The Iowa Supreme Court and Iowa Court of Appeals cases discussing this sort of situation usually, but not always, center upon real property, in the form of either a house or farm. Typically, the Court considers how to divide such property under theories of contract, unjust enrichment, constructive trust, and joint venture. In re Marriage of Martin, 681 N.W.2d 619 (Iowa 2004).


Contract: The most straight-forward, if it can be proven, recovery method is in contract. A contract is simply an agreement between two parties. For instance, when one partner in a non-marital relationship tells the other to sell her home and move in with him, and she will have a place to live into retirement, the Court found a contract. It was breached when the couple split, and the partner retaining the residence owed the other partner damages. Kerkove v. Thompson, 487 N.W.2d 643 (Iowa App. 1992).


Unjust Enrichment: Unjust enrichment arises where someone keeps some sort of benefit provided by another without paying, where compensation is reasonably expected. This maybe utilized where one person improved the house owned by the other member of the couple, but the owner did not in any manner compensate for the improvements, and kept the house. However, the enrichment must be unjust in order to obtain recovery. In a case where the woman agreed to cook and clean for the man, expended no capital, took no risks, and expended only minor labor on improvements, no unjust enrichment on the man's part was established. Slocum v. Hammond, 346 N.W.2d 485 (Iowa 1984).


Resulting Trust: A resulting trust is a trust imposed by courts, where the circumstances suggest the prior owner did not intend to convey an interest in the property. Intent is key here. So, if the person who accidentally gives his or her interest refused to be on the mortgage or deed to a house, it was clearly not an unintentional surrender of rights. Slocum v. Hammond, 346 N.W.2d 485 (Iowa 1984).

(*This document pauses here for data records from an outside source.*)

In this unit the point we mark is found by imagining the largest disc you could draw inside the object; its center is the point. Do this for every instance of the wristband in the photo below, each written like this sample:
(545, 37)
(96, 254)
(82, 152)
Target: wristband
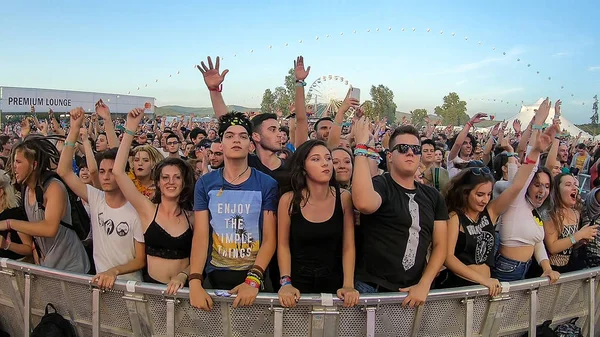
(285, 280)
(217, 89)
(253, 283)
(195, 276)
(572, 238)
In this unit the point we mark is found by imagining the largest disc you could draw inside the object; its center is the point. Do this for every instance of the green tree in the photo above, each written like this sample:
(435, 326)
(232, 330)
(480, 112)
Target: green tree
(282, 100)
(417, 117)
(453, 111)
(268, 102)
(383, 103)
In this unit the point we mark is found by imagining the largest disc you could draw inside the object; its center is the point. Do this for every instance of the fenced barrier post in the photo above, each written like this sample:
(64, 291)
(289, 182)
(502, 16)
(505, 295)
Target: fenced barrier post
(533, 304)
(469, 308)
(592, 307)
(27, 306)
(371, 317)
(95, 312)
(170, 317)
(278, 322)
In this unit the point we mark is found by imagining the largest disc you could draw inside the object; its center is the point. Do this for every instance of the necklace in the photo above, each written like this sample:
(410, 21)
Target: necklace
(220, 193)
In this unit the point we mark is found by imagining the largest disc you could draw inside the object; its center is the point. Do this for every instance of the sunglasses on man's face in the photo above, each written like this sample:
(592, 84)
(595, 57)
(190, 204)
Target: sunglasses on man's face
(478, 171)
(403, 148)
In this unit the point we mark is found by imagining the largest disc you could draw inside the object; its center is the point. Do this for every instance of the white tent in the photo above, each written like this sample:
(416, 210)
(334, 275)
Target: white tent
(527, 113)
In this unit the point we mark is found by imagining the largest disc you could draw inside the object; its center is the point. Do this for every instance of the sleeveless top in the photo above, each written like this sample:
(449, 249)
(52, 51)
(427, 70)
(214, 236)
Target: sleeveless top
(317, 244)
(161, 244)
(64, 251)
(477, 243)
(562, 259)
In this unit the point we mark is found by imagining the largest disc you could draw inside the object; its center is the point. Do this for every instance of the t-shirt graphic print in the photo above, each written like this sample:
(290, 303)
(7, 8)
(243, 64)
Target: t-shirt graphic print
(235, 217)
(235, 228)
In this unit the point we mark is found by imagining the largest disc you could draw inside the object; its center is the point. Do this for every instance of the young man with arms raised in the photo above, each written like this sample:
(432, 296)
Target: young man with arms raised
(400, 219)
(117, 234)
(235, 221)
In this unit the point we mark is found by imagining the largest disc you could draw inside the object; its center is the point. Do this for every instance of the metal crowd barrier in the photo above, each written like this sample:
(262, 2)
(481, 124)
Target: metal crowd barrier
(140, 309)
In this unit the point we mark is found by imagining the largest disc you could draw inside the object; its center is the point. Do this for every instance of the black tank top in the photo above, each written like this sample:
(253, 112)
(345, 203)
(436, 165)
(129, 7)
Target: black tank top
(161, 244)
(477, 243)
(316, 245)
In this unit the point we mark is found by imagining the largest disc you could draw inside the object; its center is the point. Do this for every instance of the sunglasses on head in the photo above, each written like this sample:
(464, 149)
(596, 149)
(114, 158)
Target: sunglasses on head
(403, 148)
(480, 171)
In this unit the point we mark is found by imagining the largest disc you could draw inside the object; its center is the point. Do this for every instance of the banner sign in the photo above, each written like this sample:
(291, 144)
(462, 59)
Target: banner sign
(20, 100)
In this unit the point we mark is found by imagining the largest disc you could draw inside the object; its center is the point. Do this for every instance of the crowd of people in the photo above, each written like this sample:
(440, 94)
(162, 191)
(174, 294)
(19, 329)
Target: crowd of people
(256, 202)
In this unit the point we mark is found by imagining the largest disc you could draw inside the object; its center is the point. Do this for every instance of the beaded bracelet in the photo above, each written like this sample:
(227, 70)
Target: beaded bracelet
(285, 280)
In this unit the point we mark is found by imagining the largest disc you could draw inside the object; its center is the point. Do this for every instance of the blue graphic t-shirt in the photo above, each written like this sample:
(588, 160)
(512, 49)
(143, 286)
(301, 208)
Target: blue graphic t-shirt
(235, 216)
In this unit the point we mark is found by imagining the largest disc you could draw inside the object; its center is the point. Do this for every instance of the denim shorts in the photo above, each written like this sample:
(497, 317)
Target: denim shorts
(508, 270)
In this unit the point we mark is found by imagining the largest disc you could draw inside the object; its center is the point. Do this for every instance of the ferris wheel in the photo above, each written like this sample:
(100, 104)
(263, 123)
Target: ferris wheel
(325, 95)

Constructive Trust: This trust is also imposed by the court, where one wrongfully obtained property through wrongdoing. Again, intent can be key, but focuses on the wrongdoing. For instance, if a man tells a woman to move in with him, and she performs cooking and cleaning activities, but provided little toward the actual expenses of the house, there is insufficient proof of him acting inequitably or unconscionably to provide for a constructive trust. She rendered her services gratuitously. Slocum v. Hammond, 346 N.W.2d 485 (Iowa 1984).


Joint Venture: This seems to be the most used recovery vehicle in such cases recently. A joint venture is a business undertaking by two or more people toward a single project. This method divides the property based upon the interest each party held, which when buying a house is usually one-half to each. Therefore, the Court will typically reimburse for contributions toward the house (such as carrying costs and improvements, including labor) and divide the remaining amount equally. Scheppele v. Schulz, 728 N.W.2d 60 (Iowa App. 2006). Under this approach, the Court limits its analysis to the project, like the purchase of the house. Therefore, net worth does not matter, nor does other property, such as joint bank accounts. Riley v. Schrage, no. 01-0681 (Iowa App. July 19, 2002).


Loans: Just because a couple lives together does not mean that money flowing between them does not have to be repaid. In Shold v. Goro, 449 N.W.2d 372 (Iowa 1989), money provided by one party to the other in check form, delineated as a loan in the memo line, had to be repaid after the couple separated. To allow otherwise would to unjustly enrich the borrower by allowing him to keep the money he agreed to repay.